Matching your income situation with the right lender

  • Bank statement loans: If your income shows up more clearly in deposit activity than tax returns, lenders that average 12–24 months of bank statements may be your best fit.
  • Profit & loss loans: Business owners with clean P&L statements may find these programs a good fit because they reflect actual business earnings.
  • 1099 income loans: Independent contractors or consultants can qualify based on consistent 1099 earnings without W‑2s.
  • DSCR loans: If you’re a real estate investor or using rental income to qualify, DSCR loans may be more effective than traditional self-employed mortgage programs.

DSCR loan LTV limits vary by transaction type and property eligibility and differ from other self-employed mortgage programs.

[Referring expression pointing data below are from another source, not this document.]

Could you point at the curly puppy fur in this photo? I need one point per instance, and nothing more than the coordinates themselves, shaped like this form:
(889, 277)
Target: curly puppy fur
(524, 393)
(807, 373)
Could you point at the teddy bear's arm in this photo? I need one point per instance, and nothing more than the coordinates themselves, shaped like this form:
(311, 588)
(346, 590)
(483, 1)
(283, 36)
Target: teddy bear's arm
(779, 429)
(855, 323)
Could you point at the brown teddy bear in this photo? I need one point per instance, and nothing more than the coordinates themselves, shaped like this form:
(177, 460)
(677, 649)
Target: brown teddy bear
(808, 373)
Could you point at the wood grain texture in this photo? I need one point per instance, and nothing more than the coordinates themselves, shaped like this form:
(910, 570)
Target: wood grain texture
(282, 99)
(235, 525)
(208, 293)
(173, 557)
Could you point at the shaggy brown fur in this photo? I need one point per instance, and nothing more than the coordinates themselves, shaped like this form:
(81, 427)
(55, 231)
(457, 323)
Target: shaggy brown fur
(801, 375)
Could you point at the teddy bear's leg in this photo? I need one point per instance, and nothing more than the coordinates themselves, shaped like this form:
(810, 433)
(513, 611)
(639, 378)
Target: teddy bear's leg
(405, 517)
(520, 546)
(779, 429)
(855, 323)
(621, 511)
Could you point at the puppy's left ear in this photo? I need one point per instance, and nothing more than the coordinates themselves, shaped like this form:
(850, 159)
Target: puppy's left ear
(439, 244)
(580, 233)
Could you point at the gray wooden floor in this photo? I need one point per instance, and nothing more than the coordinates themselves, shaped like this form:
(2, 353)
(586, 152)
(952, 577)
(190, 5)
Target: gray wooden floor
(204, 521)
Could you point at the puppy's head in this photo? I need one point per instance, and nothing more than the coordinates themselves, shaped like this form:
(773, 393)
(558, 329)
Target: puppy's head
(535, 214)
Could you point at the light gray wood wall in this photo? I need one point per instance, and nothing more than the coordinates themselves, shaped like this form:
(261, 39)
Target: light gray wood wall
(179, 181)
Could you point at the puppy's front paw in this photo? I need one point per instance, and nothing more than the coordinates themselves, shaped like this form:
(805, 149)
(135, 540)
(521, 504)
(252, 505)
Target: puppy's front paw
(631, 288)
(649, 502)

Tips to boost your chances of qualifying

Even with flexible loan programs, preparation improves your odds:

  • Organize business and personal accounts: Separate them for clarity.
  • Reduce debt: Lower your debt‑to‑income ratio when possible.
  • Build reserves: Cash reserves demonstrate financial stability.
  • Maintain consistent documentation: Clean, orderly records make underwriting smoother.

Defy traditional loan standards with Defy Mortgage

Choosing the best mortgage company for self-employed borrowers comes down to finding a lender that understands how non-traditional income actually works.

Whether you earn through business ownership, 1099 contracts, freelance work, or multiple income streams, the right lender will evaluate your cash flow holistically and offer flexible loan programs that match how you get paid.

By understanding your documentation options, credit requirements, and available loan types, you can compare lenders with confidence and select a mortgage solution that supports both your financial reality and long-term homeownership goals in 2026.

Purchase. Rate-and-Term Refinance. Cash-out Refinance. 15-year AND 30-year fixed. 5/1, 7/1 and 10/1 ARM options. Unsure what you need? All good. We’ve got you covered.

Find a mortgage solution that fits your income profile: Schedule a consultation or request a personalized quote from a Defy Mortgage specialist today.

Frequently asked questions: Best mortgage company for self-employed

Q: What makes a mortgage company good for self-employed borrowers?

The best mortgage company for self-employed borrowers offers flexible documentation, clear qualification criteria, and experience with non‑traditional income verification.

Q: Can I get a mortgage without tax returns if I’m self-employed?

Yes. Many lenders accept bank statements, profit-and-loss statements, or 1099 income in place of tax returns.

Q: How many years of self‑employment history do I need?

Most lenders prefer 2 years, but some may approve borrowers with 1 year of consistent income or prior work experience in a related field.

Q: What credit score do I need for a self-employed mortgage?

It varies, but many lenders accept scores as low as 620-640. Better credit can lead to more favorable terms.